Siatkarze reprezentacji Polski mogli na koniec Ligi Światowej 2010 cieszyć się z upragnionego zwycięstwa nad reprezentacją Niemiec. Polacy pokonali swoich rywali 3:1, sprawiając tym samym ogromną radość ponad 10 tys. publiczności zgromadzonej w katowickim Spodku. Radości nie ukrywał przyjmujący polskiej drużyny narodowej, Michał Bąkiewicz. Siatkarz cieszył się, iż jego zespół odbudował się po kilku porażkach.

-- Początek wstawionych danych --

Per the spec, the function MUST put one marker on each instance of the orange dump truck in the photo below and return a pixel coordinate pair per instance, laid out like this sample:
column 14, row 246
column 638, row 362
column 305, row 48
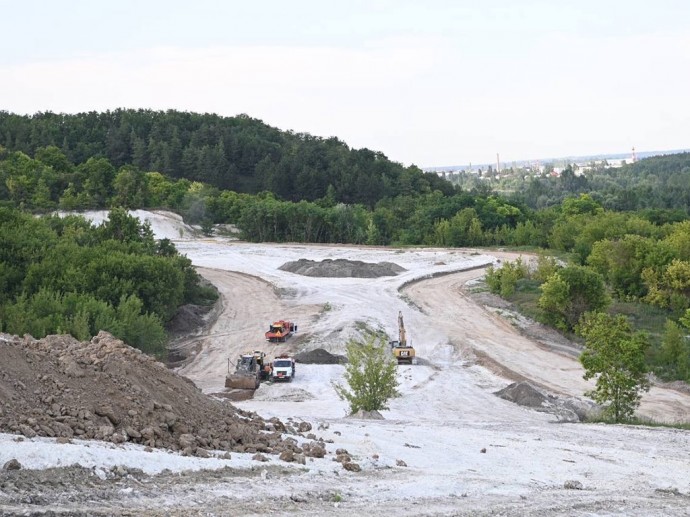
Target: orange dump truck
column 280, row 330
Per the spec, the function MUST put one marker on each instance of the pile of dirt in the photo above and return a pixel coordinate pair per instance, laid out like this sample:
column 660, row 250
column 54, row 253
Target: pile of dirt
column 569, row 409
column 320, row 356
column 106, row 390
column 342, row 268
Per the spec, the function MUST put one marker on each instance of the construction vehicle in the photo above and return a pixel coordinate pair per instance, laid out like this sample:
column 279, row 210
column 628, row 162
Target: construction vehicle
column 248, row 371
column 280, row 330
column 283, row 368
column 404, row 353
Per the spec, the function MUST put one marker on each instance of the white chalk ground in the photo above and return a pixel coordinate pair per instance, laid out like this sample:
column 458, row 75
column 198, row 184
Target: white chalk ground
column 465, row 449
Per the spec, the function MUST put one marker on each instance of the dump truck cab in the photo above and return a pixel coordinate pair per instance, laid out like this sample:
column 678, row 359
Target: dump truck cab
column 283, row 369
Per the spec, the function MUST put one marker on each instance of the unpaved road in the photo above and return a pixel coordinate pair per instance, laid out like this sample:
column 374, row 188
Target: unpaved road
column 513, row 354
column 250, row 304
column 476, row 334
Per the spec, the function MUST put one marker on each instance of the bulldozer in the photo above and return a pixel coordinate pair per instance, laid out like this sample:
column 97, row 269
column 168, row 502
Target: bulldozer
column 404, row 353
column 249, row 370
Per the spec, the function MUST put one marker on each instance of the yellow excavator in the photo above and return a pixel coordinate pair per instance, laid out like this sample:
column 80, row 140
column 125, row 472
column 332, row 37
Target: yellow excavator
column 403, row 352
column 249, row 371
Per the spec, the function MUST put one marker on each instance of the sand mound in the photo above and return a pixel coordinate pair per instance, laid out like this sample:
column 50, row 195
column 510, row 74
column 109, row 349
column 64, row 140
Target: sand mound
column 342, row 268
column 106, row 390
column 320, row 356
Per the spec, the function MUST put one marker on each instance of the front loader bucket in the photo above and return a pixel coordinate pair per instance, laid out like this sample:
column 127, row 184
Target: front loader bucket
column 242, row 382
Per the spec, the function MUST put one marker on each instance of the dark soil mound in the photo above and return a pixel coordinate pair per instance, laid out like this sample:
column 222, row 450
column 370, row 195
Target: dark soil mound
column 106, row 390
column 523, row 394
column 341, row 268
column 320, row 356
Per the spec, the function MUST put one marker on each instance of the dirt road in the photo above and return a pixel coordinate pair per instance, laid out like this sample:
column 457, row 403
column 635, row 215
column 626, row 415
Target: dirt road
column 476, row 334
column 250, row 305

W tym artykule dowiesz się o:

Polska reprezentacja w siatkówce mężczyzn zakończyła rozgrywki Ligi Światowej 2010. Naszym zawodnikom nie udało się awansować do Final Six. Polacy zajęli dopiero trzecie miejsce w swojej grupie, kończąc z bilansem sześciu zwycięstw i tyleż samo porażek. Podopieczni Daniela Castellaniego zdobyli w tych rozgrywkach 19 punktów. W zeszłym roku Polacy skończyli World League z bilansem 5:7. - Czyli jest progres. Cieszmy się wszyscy, że tak dobrze się zaprezentowaliśmy - śmiał się reprezentacyjny przyjmujący Michał Bąkiewicz.

Czy mimo zajęcia dopiero trzeciego miejsca w grupie oraz braku awansu do Final Six reprezentacja Polski może wyciągnąć z tej imprezy jakieś korzyści? - Ja myślę, że są same plusy. Wszyscy, którzy w zasadzie mieli problemy zdrowotne powróciła już do rytmu meczowego i z tego myślę, że przede wszystkim należy się cieszyć. Rozegraliśmy kilka spotkań z solidnymi zespołami, więc jakieś tam przetarcie przed mistrzostwami świata zrobiliśmy - stwierdził Bąkiewicz.

Już we wrześniu Polacy zagrają na mistrzostwach świata we Włoszech. Teraz przed naszą drużyną narodową czas odpoczynku, a potem intensywnych przygotowań do głównej imprezy bieżącego roku. Czy brak Polaków w Final Six, a tym samym możliwości gry o stawkę, to duża strata w zgrywaniu się przed wrześniowymi mistrzostwami? - Szczerze mówiąc, nie zastanawiam się nad tym. Tak jak kiedyś wspominałem, staramy się nie myśleć za daleko w przyszłość. Teraz się cieszymy, bo odbudowaliśmy się, zagraliśmy zdecydowanie lepiej, niż te ostatnie trzy pojedynki, a proszę mi wierzyć, iż to nie jest takie proste - przekonywał zawodnik PGE Skry.

- Żal pozostaje na pewno. Trzeba jednak być obiektywnym, bo zespół z Kuby był zdecydowanie najlepszy w tej grupie - powiedział na temat braku Polaków w Final Six Michał Bąkiewicz.